The letter goes on to outline past and current issues identified by the tourism stakeholders, unreliability of service, interior and exterior cleanliness, not taking government tokens as payment, inappropriate or rude drivers and negative interactions with dispatchers.
“Dispatch often sends an undersized vehicle for groups requesting larger vehicles- effectively separating the groups and creating an agonizing process for tourists where a dinner group is separated or a very long multiple return trip the Revelstoke Mountain Resort area where they are staying,” the letter continues. “They are very angry by the end of the evening, erasing all the goodwill and positive feelings about Revelstoke that our restaurants work so hard to build.”
The association also has concerns around the safety/appearance of the taxis, claiming the vehicles are often in disrepair and there have been reports of unsafe driving.
They proposed that city council review previous complaints and offences under the Passenger Transportation Regulation standards, inspect and audit the taxi licensee and release and additional taxi license through a “call for new applicants.”
However, at the council meeting on June 26 where the letter was accepted and referred to city staff for follow up, Alan Chabot, CAO, said these requests are out of the city’s purview.
According to Chabot anyone can apply for a taxi license through the Passenger Transportation Board. They will decide based on a number of considerations including whether or not the business would be economically viable, whether the applicant is of good character as well as other stipulations.
He added that though the application would be referred to city staff for review, council’s only role in the process would be to indicate whether or not they support the application.
“I don’t like the idea of us debating around the table the quality of the service a business provides or doesn’t provide because it is opening up a whole new dimension to being on council that concerns me,” said Mayor Mark Mckee. “And that is the whole idea behind the private, free enterprise market.”

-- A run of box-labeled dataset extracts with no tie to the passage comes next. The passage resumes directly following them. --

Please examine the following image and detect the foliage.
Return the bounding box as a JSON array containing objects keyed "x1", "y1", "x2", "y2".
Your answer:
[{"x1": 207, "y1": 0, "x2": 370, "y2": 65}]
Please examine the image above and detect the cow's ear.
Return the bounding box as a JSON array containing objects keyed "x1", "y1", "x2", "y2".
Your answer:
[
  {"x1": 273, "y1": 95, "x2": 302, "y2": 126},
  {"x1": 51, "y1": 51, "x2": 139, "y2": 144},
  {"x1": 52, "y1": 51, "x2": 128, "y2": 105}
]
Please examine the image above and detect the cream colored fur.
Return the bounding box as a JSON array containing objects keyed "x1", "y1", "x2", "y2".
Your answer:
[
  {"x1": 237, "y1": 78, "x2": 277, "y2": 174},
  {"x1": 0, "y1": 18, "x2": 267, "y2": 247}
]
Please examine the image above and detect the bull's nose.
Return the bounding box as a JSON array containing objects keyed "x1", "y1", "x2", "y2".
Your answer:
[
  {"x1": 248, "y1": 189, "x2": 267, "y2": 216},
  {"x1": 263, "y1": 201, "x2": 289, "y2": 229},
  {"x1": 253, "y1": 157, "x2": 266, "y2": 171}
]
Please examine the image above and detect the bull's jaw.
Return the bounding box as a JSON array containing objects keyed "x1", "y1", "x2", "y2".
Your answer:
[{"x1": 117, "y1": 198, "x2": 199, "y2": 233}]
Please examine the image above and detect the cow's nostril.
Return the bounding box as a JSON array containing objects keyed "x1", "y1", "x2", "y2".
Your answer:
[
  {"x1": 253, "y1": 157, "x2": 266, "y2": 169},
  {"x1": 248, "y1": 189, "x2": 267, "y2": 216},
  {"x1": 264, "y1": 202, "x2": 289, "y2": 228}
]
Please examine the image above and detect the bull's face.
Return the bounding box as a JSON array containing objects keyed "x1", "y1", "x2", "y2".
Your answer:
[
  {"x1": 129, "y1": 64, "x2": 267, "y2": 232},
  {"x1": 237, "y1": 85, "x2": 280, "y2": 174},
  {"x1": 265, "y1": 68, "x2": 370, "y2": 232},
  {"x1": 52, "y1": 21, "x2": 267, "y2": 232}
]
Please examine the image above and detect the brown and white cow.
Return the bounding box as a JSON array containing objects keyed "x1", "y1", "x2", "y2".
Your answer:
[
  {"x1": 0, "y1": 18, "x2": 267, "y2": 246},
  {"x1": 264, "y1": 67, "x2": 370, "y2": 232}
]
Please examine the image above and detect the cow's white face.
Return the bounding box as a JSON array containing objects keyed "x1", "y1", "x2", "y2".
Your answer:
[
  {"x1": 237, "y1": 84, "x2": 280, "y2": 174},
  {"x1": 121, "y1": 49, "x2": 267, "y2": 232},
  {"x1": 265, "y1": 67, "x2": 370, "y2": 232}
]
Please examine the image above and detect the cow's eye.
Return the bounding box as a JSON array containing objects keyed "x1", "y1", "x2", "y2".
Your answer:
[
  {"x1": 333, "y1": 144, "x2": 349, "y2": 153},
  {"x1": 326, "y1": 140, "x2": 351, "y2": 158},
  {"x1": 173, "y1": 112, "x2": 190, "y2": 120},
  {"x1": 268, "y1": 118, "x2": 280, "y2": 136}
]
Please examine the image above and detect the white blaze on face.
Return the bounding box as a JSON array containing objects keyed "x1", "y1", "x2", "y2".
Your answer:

Lorraine Switzer, manager of the taxi companies in Revelstoke said that they were and still have not been (as of June 27) approached by the Accommodation Association about these issues, claiming they would enjoy the opportunity to work with the association but have never met with anyone.
“We have been here for 45 years running taxis through good times and bad,” she said in an email. “I have no problem with the retraining of our drivers as a matter of fact I am looking forward to it.”
She went on to say that they are having trouble finding staff.
“All of our drivers work straight commission, so competing with the wages the city pays is impossible,” she said.
“All winter all the shuttles run like taxis, they all hand out cards with their numbers.”
Council requested that city staff tell the association that it is not council’s place to interfere with a private business and that they should pass their concerns on to the taxi company as well as the Passenger Transportation Board.